Last year Viet Nam attracted FDI of US$35.6 billion, a year-on-year increase of 44.4 per cent, with investment in manufacturing and processing FDI making up 44 per cent.
Asian manufacturers want to take advantage of a skilled, youthful workforce and wage levels that are less than half that in China.
Vietnamese workers are also cheaper than their counterparts in Malaysia, Indonesia, the Philippines, and Thailand.
“The Vietnamese government wants to move beyond a low-wage economy and is targeting growth in high-tech manufacturing, renewable energy and smart city projects,” Griffiths said.
"The industrial investment market is in its early stages," he said.
A landmark deal was a sale-and-leaseback transaction earlier this year at VSIP Park, a Viet Nam-Singapore joint venture, which offered a yield of 10.7 per cent.
“The capital markets are very tight, there is not a lot of liquidity, but the VSIP deal is an important one to demonstrate what can potentially be done and the returns.
“Industrial yields above 10 per cent compare favourably with 5-6 per cent for office deals.”
"Foreign investors in Vietnamese manufacturing currently hold their assets on the balance sheet," he said.
This would offer an opportunity to real estate investors as the market matures, he said.
Meanwhile, the logistics-related real estate market is also set for growth due to rising exports, growing domestic consumption and a lack of modern facilities.
“The Government has invested heavily in infrastructure although still more is needed,” Griffiths said.
International third party logistics companies are becoming more active in Viet Nam and expected to drive demand for larger modern facilities.
John Campbell, senior consultant, industrial, at Savills Vietnam, said: “The rise of e-commerce means that ‘last mile’ fulfilment has significant potential here and demand will increase for well-located warehouses on central business district boundaries and near major arterial city routes.”
Ca Mau to expand seafood exports
The southernmost province of Ca Mau will expand trade promotion activities in the second half of the year, with shrimp as its key export.
In the first six months of the year, the province’s exports totalled US$441 million, accounting for nearly 37 per cent of the year’s target, or an increase of 5 per cent from the same period last year. Of the figure, shrimp exports were worth $428 million, up 5 per cent from last year.
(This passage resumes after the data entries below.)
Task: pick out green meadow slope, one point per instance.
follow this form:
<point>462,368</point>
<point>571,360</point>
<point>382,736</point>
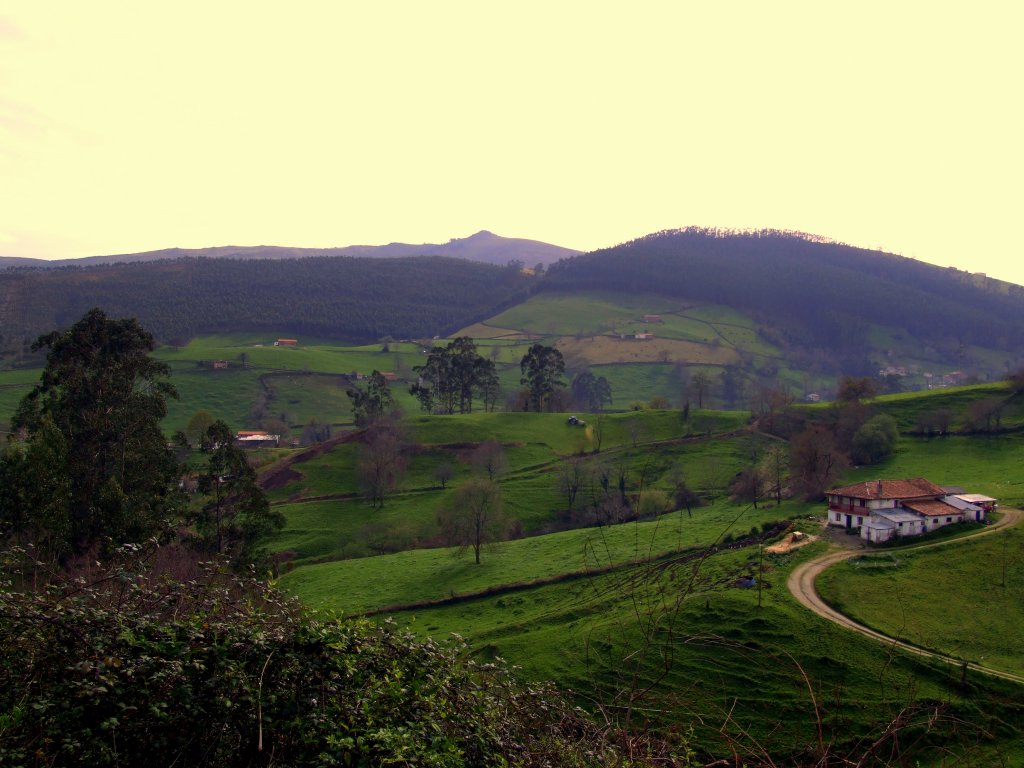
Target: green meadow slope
<point>648,621</point>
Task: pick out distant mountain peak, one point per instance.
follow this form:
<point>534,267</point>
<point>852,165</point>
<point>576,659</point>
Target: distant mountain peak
<point>483,246</point>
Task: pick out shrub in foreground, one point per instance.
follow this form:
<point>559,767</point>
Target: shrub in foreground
<point>120,668</point>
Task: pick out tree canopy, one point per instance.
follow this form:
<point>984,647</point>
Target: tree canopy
<point>542,369</point>
<point>93,464</point>
<point>453,376</point>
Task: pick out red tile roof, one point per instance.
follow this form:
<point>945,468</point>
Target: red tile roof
<point>915,487</point>
<point>933,508</point>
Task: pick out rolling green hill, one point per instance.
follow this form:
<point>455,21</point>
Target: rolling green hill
<point>648,621</point>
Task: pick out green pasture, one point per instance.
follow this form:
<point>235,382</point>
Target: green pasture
<point>536,450</point>
<point>705,663</point>
<point>372,583</point>
<point>309,355</point>
<point>227,394</point>
<point>906,408</point>
<point>587,312</point>
<point>965,599</point>
<point>983,464</point>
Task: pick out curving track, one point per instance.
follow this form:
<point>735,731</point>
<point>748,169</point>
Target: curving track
<point>801,584</point>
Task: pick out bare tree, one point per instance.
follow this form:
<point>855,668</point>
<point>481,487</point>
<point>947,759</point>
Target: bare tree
<point>699,386</point>
<point>815,462</point>
<point>443,472</point>
<point>598,425</point>
<point>489,459</point>
<point>382,464</point>
<point>774,470</point>
<point>474,516</point>
<point>571,476</point>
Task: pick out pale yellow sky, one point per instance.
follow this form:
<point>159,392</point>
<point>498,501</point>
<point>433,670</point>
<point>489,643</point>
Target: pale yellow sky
<point>128,126</point>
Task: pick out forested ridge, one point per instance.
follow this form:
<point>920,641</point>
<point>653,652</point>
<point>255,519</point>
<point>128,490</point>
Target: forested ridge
<point>821,293</point>
<point>821,296</point>
<point>356,299</point>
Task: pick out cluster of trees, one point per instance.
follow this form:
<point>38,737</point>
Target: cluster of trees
<point>542,369</point>
<point>373,401</point>
<point>89,468</point>
<point>590,392</point>
<point>822,444</point>
<point>453,376</point>
<point>360,299</point>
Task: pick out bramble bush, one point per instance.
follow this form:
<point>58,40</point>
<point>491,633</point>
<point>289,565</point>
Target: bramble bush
<point>124,668</point>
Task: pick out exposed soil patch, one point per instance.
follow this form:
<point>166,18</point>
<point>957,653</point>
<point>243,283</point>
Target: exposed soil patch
<point>280,474</point>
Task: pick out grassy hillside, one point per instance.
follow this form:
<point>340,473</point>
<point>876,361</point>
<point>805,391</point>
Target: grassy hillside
<point>684,649</point>
<point>964,600</point>
<point>645,611</point>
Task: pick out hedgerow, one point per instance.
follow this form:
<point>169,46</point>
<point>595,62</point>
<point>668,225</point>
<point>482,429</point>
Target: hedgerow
<point>122,668</point>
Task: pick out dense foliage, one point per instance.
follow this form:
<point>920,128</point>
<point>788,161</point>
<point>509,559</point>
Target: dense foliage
<point>237,515</point>
<point>94,463</point>
<point>542,368</point>
<point>359,299</point>
<point>123,669</point>
<point>823,294</point>
<point>452,377</point>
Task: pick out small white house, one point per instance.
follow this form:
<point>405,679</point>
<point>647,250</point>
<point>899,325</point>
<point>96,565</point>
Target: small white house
<point>886,509</point>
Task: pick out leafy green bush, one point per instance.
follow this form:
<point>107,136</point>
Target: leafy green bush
<point>126,669</point>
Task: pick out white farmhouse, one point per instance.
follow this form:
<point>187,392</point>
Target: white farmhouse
<point>886,509</point>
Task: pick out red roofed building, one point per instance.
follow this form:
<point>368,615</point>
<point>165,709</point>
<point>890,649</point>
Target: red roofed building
<point>885,509</point>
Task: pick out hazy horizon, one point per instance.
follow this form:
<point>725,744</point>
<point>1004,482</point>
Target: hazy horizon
<point>130,128</point>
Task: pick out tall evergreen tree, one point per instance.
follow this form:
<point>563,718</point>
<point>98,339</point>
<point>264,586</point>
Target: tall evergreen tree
<point>542,370</point>
<point>237,514</point>
<point>92,434</point>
Export value to Australia and Japan were up 33 per cent and 16 per cent, respectively.
Lam Van Bi, vice chairman of the province’s People’s Committee, said the province’s export activities, especially in the seafood sector, had improved thanks to the adoption of new technology to enhance productivity and quality by seafood processors.
Besides producing higher quality products, they have been actively looking for new export markets, he added.
The province is planning to work with Việt Nam Trade Offices and foreign consulates to organise trade exchange programmes to help local export companies find new business opportunities.
It also plans to organise trade delegations to attend foreign trade fairs where local firms can promote their products.
The province is targeting $2 billion export value from shrimp by 2020.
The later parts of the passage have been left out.